One task that I had thought to “outsource” through the landscaper was constructing raised beds in my side yard (or as it’s affectionately known, “The Point”). I’ve only had to make about 6 very careful applications of herbicide so far this year to keep the bindweed out. (I use a technique that involves “painting” it on the plant to minimize the amount used and the impact on anything else.) So, The Point is ready for its transformation!

The Point in July 2007Here we see the full lot at the beginning of its change from weed-infested lot into my food-raising area. In the foreground are some cinder blocks and large branch marking out the dimensions of a bed we’ll put in for blueberries. I’d like to have 2-3 blueberry bushes, so it will have to be fairly deep and long. I won’t use cinder blocks because they’d have to be stacked pretty high and would require re-bar reinforcement, so I have something else in mind.

Moving clockwise, a few more stacks of cinder blocks mark out the dimensions of the asparagus bed. Again, I likely won’t use cinder blocks since this will be a pretty deep bed, too.

At the far back is the single bed I constructed this year. Heaps of edging blocks are laying around, awaiting my artful arrangement of them into outlines of future beds. We’ll build the blueberry bed, one for asparagus, and one more for annual veggie rotations this year. The rest will have to wait for future years, but I want to have a plan for where to put them.

My modest raised bed Here’s a close up of the one raised bed I do have in place now. I had waited and waited to discuss raised bed design with the landscaper, and when I finally got the ideas and estimates I was pretty floored by the price. So, one nice Sunday a couple weeks ago I started working in the garden sort of early and decided to just put together a bed with materials I had on hand: cinder blocks, concrete edgers, and compost. I had thought to plant something climbing at the one end (which explains the goofy trellis thing), but it’s so late in the season I couldn’t find any seedlings (like cukes or beans) and I wouldn’t get much if I planted seeds. I did find a very limited variety of pepper and eggplant seedlings, as well as a tomato plant for Mark. (I don’t like raw tomatoes, so I only grow them for Mark.)

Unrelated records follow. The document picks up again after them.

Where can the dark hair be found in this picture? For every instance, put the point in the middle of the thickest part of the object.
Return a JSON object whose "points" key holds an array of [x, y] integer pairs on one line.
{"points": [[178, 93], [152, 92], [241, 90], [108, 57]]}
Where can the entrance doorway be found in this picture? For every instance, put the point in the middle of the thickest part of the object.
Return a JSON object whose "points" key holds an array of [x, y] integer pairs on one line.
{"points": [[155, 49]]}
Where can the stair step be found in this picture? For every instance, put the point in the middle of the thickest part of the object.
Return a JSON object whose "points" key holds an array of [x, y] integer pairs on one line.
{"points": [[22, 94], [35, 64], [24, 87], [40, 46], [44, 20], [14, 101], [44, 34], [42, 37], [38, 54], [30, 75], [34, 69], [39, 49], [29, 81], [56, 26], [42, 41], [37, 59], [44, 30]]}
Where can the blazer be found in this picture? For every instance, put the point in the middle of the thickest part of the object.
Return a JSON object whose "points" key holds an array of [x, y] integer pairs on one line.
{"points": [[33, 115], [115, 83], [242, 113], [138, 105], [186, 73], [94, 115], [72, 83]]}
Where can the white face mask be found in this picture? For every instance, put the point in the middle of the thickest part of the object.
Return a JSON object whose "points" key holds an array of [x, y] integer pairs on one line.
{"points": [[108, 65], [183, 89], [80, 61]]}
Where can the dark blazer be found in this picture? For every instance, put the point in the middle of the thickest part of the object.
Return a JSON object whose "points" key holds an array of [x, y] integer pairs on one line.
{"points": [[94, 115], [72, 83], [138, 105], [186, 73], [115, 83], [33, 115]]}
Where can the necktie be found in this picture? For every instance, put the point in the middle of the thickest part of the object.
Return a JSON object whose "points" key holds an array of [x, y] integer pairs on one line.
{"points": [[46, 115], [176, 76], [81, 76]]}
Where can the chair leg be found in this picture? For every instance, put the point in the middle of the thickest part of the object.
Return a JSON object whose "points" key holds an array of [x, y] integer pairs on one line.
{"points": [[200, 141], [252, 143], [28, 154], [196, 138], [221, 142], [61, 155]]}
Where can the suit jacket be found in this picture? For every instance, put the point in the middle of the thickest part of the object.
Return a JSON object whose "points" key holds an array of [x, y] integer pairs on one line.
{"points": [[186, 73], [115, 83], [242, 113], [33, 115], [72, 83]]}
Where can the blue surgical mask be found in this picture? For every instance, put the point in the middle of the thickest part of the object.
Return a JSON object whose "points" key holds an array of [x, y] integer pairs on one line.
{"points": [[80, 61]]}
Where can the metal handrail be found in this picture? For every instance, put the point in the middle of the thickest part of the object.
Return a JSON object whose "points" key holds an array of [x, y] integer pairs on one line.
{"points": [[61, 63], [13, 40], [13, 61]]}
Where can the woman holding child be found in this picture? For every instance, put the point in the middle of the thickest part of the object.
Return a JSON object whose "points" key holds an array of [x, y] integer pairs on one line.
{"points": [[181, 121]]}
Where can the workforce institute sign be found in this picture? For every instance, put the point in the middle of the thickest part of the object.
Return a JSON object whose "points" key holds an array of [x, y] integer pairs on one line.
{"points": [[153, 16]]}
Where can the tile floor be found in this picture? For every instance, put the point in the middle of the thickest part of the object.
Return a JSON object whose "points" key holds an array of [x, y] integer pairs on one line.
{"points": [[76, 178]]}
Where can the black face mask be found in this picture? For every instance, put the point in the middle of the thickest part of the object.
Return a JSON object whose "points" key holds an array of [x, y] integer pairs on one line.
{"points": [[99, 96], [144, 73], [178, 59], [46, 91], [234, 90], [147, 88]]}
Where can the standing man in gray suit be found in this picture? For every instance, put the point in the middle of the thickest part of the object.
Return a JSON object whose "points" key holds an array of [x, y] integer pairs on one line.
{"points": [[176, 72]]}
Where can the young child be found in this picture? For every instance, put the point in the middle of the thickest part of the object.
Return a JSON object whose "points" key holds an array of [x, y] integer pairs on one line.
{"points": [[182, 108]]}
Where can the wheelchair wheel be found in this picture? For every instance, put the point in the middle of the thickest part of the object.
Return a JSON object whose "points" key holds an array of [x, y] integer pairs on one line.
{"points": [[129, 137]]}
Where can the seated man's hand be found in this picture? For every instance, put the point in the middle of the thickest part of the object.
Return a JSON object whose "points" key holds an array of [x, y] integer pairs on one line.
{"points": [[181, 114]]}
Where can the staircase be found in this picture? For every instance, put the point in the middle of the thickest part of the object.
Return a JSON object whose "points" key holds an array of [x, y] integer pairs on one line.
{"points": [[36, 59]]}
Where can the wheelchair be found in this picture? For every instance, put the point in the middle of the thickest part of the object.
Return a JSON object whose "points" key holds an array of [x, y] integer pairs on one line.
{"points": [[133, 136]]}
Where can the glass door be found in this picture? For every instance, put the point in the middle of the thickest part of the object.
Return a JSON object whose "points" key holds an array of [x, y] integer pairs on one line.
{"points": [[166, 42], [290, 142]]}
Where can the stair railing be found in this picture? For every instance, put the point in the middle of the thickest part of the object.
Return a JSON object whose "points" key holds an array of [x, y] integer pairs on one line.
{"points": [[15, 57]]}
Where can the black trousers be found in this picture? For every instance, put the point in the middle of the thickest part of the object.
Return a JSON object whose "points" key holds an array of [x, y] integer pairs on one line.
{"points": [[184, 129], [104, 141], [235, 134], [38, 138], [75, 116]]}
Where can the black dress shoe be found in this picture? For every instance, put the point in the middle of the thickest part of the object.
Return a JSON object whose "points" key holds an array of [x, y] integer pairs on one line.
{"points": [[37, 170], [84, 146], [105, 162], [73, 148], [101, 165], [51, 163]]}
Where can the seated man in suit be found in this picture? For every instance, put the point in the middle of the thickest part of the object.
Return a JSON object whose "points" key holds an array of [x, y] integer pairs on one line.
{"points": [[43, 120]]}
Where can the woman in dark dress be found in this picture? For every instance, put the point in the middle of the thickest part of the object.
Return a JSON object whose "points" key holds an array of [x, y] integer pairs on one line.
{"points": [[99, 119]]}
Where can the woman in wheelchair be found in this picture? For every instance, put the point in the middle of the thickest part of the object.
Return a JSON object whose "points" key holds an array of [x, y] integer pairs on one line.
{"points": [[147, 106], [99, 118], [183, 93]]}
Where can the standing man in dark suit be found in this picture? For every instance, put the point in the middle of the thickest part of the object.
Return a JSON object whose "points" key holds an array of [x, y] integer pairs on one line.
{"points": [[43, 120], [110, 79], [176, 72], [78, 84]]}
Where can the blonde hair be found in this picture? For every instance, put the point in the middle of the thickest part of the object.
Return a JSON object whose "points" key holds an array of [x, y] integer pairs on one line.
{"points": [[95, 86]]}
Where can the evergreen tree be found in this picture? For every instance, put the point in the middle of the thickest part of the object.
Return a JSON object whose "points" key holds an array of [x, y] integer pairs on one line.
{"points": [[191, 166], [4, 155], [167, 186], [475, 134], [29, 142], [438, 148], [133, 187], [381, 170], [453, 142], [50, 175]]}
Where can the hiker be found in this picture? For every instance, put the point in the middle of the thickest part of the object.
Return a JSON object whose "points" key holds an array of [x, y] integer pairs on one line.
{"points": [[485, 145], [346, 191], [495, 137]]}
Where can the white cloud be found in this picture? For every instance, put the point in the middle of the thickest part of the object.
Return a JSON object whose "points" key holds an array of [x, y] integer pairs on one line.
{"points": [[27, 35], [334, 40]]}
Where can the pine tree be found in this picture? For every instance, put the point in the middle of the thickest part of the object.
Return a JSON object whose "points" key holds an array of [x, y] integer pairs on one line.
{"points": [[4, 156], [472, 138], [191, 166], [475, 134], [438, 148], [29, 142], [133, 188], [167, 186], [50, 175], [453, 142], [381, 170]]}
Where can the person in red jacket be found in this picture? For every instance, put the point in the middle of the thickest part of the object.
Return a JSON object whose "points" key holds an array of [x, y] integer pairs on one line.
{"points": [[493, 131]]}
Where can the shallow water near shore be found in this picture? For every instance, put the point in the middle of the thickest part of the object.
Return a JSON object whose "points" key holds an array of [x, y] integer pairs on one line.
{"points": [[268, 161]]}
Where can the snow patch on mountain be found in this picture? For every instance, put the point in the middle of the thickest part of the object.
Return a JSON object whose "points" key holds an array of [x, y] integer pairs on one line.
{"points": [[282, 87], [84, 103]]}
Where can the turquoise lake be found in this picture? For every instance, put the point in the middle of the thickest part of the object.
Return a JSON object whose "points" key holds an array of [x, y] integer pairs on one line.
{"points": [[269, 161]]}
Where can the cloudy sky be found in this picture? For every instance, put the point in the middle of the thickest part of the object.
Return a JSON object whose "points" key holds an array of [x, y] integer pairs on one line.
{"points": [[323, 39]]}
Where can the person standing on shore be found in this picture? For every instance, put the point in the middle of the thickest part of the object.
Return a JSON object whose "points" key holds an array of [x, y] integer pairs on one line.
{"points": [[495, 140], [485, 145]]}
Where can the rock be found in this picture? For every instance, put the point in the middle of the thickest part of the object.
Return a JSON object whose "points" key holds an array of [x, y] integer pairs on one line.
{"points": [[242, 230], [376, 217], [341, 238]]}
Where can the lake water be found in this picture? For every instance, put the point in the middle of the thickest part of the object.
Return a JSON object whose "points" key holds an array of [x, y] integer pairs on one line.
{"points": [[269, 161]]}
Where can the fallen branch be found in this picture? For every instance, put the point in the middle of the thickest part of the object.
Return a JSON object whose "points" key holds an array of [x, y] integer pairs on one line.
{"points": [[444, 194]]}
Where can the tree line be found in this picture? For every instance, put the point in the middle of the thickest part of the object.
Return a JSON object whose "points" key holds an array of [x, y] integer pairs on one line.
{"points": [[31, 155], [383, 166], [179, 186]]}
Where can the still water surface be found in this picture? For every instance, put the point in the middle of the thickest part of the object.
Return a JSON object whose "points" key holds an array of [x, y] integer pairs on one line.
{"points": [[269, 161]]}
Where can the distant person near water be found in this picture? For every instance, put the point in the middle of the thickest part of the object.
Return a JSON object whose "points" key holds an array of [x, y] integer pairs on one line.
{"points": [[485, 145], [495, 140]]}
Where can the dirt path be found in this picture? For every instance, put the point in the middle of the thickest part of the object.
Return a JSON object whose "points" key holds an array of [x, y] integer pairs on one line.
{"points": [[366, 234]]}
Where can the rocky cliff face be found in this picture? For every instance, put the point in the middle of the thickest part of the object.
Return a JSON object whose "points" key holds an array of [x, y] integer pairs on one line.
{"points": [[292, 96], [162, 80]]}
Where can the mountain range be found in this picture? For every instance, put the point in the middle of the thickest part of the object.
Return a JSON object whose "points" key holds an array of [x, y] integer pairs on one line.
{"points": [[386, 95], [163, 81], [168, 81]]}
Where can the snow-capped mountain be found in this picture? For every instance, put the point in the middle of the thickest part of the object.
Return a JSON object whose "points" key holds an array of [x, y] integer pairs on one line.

An interesting note about raised beds: when I decided that I had to do the beds without the landscaper’s help, I Googled “raised beds” to see what sort of products and info I could find. One of the results was from a site called WikiHow. It has step by step instructions on how to build a raised bed, and photos for examples. I thought the photos looked familiar at first glance, and then I realized they were photos of raised beds that we constructed a year or two after moving to this house. Mark would have taken the photos, and I must have posted them somewhere. They’re not on Flickr so I can’t recall where they were uploaded.

I was out with the camera today, so there are more photos to see on my Flickr account in the 2007 Garden set. I took a few photos of the dogs, too. I can’t resist posting just one.

Sadie spinning round and roundSadie loves to do this crazy spinning round and round thing in the grass and on the rug. She looks so goofy doing it, but clearly loves the sensation!